米国では経済指標の発表も多い。コンファレンスボードの消費者信頼感指数や、供給管理協会(ISM)が発表する製造業および非製造業(サービス業)の景気指数のほか、雇用動態調査(JOLTS)の求人件数や雇用統計などの雇用指標が相次いで発表される。ISM製造業景気指数は昨年11月分からすでに景況感の縮小を意味する50割れが続いており、底堅いと言われてきたサービス業の景気指数も昨年12月には50割れへと急低下した。
今回の1月のISM製造業景気指数は48.1と前月(48.4)からの悪化が見込まれている。下振れ度合いによっては景気後退懸念が再燃する恐れがあろう。また、ISMサービス業景気指数については、1月は50.4と前月(49.6)から回復する見込み。前月の50割れについては、米国を襲った大寒波の影響との指摘もあるが、小売売上高が2カ月連続で前月比マイナスとなっている中、消費者センチメントの悪化による影響も大きそうだ。ISMサービス業景気指数が今回も50割れとなった場合には、景気後退懸念が再び強まり、株式の売りが膨らみそうだ。注目の雇用統計と合わせて週末の発表となるため、週末にかけては様子見ムードが広がりそうだ。
また、今週は31日から2月1日にかけて米連邦公開市場委員会(FOMC)が開催される。市場では98%の確率で0.25ptの利上げが織り込まれている。実際、これまでの米連邦準備制度理事会(FRB)高官の発言から、利上げ幅自体は予想通りとなるだろう。問題はパウエル議長の記者会見だ。現在、市場は年後半に0.25ptの利下げを約2回も織り込んでいる。しかし、FRB高官の中で年内の利下げを示唆している者は現時点ではいない。この市場とFRBとの間の乖離がどのように埋められるかが焦点となる。
米国で一部の経済指標が減速しているのは確かだが、FRBはもともとインフレ沈静化のためには景気後退は止む無しとのスタンスであるため、景気減速がより深刻にならない限りはさらなるハト派姿勢への転換は望めないだろう。まして、足元で中国経済の再開が進み、コモディティ価格が再び高騰してきている最中である。加えて、賃金インフレのピークアウトが確認されつつも、米国の新規失業保険申請件数が昨年4月下旬以来の低水準を記録し、労働市場の逼迫緩和がまだ本物かどうかも定かではない。年明け以降、株式市場が大きく上昇してきている点も考慮すると、パウエル議長の会見内容はタカ派的なものに寄る可能性が高いだろう。
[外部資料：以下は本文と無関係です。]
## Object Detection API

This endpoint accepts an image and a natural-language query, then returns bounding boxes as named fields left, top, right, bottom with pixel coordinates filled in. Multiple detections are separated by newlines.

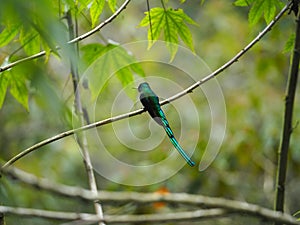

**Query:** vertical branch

left=65, top=10, right=105, bottom=225
left=274, top=11, right=300, bottom=221
left=146, top=0, right=153, bottom=41
left=0, top=213, right=5, bottom=225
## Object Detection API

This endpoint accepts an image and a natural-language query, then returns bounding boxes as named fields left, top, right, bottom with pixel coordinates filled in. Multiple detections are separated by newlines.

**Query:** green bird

left=138, top=82, right=195, bottom=167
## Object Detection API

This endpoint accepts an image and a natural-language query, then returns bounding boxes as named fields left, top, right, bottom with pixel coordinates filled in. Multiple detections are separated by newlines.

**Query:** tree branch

left=0, top=2, right=291, bottom=170
left=0, top=204, right=299, bottom=225
left=159, top=1, right=291, bottom=106
left=274, top=6, right=300, bottom=223
left=66, top=10, right=105, bottom=225
left=1, top=166, right=299, bottom=225
left=68, top=0, right=131, bottom=44
left=0, top=206, right=229, bottom=224
left=0, top=0, right=132, bottom=73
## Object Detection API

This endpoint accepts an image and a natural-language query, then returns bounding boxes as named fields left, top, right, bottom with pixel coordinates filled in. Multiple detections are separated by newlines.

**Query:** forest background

left=0, top=0, right=300, bottom=224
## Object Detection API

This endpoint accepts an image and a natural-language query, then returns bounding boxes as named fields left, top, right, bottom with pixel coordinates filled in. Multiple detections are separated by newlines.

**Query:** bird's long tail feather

left=159, top=110, right=195, bottom=167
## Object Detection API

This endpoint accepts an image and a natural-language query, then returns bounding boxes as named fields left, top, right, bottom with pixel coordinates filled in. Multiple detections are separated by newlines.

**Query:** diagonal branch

left=68, top=0, right=131, bottom=44
left=0, top=0, right=132, bottom=73
left=159, top=1, right=291, bottom=106
left=0, top=2, right=291, bottom=170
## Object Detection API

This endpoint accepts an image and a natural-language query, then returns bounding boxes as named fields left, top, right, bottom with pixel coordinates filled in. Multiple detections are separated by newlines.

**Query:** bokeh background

left=0, top=0, right=299, bottom=224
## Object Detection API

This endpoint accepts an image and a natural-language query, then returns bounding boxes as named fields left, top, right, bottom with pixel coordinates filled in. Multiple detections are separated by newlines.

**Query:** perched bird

left=138, top=82, right=195, bottom=167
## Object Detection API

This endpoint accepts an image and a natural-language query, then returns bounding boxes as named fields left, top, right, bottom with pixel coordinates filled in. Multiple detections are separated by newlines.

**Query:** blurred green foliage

left=0, top=0, right=300, bottom=224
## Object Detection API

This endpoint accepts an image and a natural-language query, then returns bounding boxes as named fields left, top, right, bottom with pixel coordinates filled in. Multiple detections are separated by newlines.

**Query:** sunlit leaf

left=0, top=23, right=21, bottom=48
left=0, top=72, right=9, bottom=108
left=139, top=7, right=197, bottom=60
left=108, top=0, right=117, bottom=12
left=247, top=0, right=282, bottom=26
left=248, top=0, right=265, bottom=26
left=19, top=27, right=41, bottom=56
left=233, top=0, right=254, bottom=7
left=90, top=0, right=105, bottom=28
left=130, top=63, right=145, bottom=78
left=9, top=71, right=29, bottom=110
left=77, top=0, right=92, bottom=14
left=263, top=0, right=277, bottom=24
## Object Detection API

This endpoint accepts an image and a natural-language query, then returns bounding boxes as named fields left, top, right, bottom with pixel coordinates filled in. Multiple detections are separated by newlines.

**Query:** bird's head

left=138, top=82, right=150, bottom=93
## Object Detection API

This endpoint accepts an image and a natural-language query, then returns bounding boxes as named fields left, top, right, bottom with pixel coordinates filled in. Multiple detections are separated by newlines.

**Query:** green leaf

left=108, top=0, right=117, bottom=12
left=263, top=0, right=277, bottom=24
left=0, top=71, right=9, bottom=108
left=283, top=34, right=295, bottom=53
left=9, top=71, right=29, bottom=110
left=77, top=0, right=93, bottom=14
left=139, top=7, right=197, bottom=60
left=139, top=8, right=165, bottom=41
left=80, top=43, right=107, bottom=72
left=0, top=23, right=21, bottom=48
left=19, top=27, right=41, bottom=56
left=233, top=0, right=254, bottom=7
left=81, top=43, right=145, bottom=100
left=130, top=63, right=145, bottom=77
left=248, top=0, right=265, bottom=26
left=41, top=37, right=52, bottom=63
left=90, top=0, right=105, bottom=28
left=248, top=0, right=282, bottom=26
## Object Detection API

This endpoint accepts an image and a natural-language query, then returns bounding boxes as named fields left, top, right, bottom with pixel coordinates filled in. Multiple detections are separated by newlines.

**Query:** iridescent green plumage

left=138, top=82, right=195, bottom=167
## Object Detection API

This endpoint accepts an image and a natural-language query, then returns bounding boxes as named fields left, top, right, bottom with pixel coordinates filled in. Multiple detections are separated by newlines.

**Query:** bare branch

left=0, top=206, right=228, bottom=224
left=1, top=167, right=299, bottom=225
left=0, top=0, right=132, bottom=73
left=1, top=108, right=144, bottom=170
left=0, top=2, right=291, bottom=170
left=0, top=204, right=299, bottom=225
left=0, top=206, right=99, bottom=221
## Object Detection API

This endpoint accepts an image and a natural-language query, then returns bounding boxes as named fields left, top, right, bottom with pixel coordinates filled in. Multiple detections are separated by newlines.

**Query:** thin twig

left=274, top=7, right=300, bottom=224
left=0, top=108, right=143, bottom=170
left=0, top=0, right=132, bottom=73
left=0, top=2, right=291, bottom=170
left=1, top=166, right=299, bottom=225
left=68, top=0, right=131, bottom=44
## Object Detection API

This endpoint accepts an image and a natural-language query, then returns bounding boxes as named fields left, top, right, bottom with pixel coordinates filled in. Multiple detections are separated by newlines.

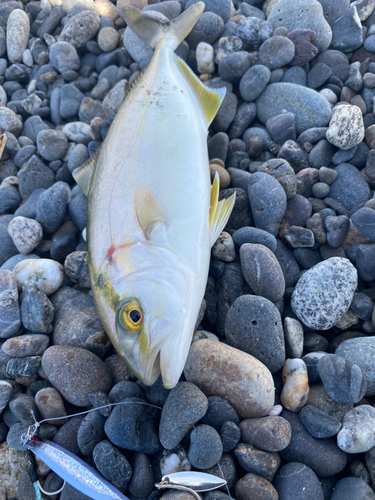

企業決算シーズンの最中であることや、週末に重要指標を控えていることもあり、FOMC後に一本調子で急落することはないとは思うが、会見内容には注意しておきたい。
なお、今週は31日に中国1月製造業PMI、米FOMC(~2月1日)、IMF世界経済見通し発表、2月1日に1月新車販売台数、中国1月財新製造業PMI、米1月ADP雇用リポート、米1月ISM製造業景気指数、パウエルFRB議長会見、2日に10年国債入札、欧州中央銀行(ECB)定例理事会、英国金融政策委員会、3日に米1月雇用統計、米1月ISMサービス業景気指数、などが予定されている。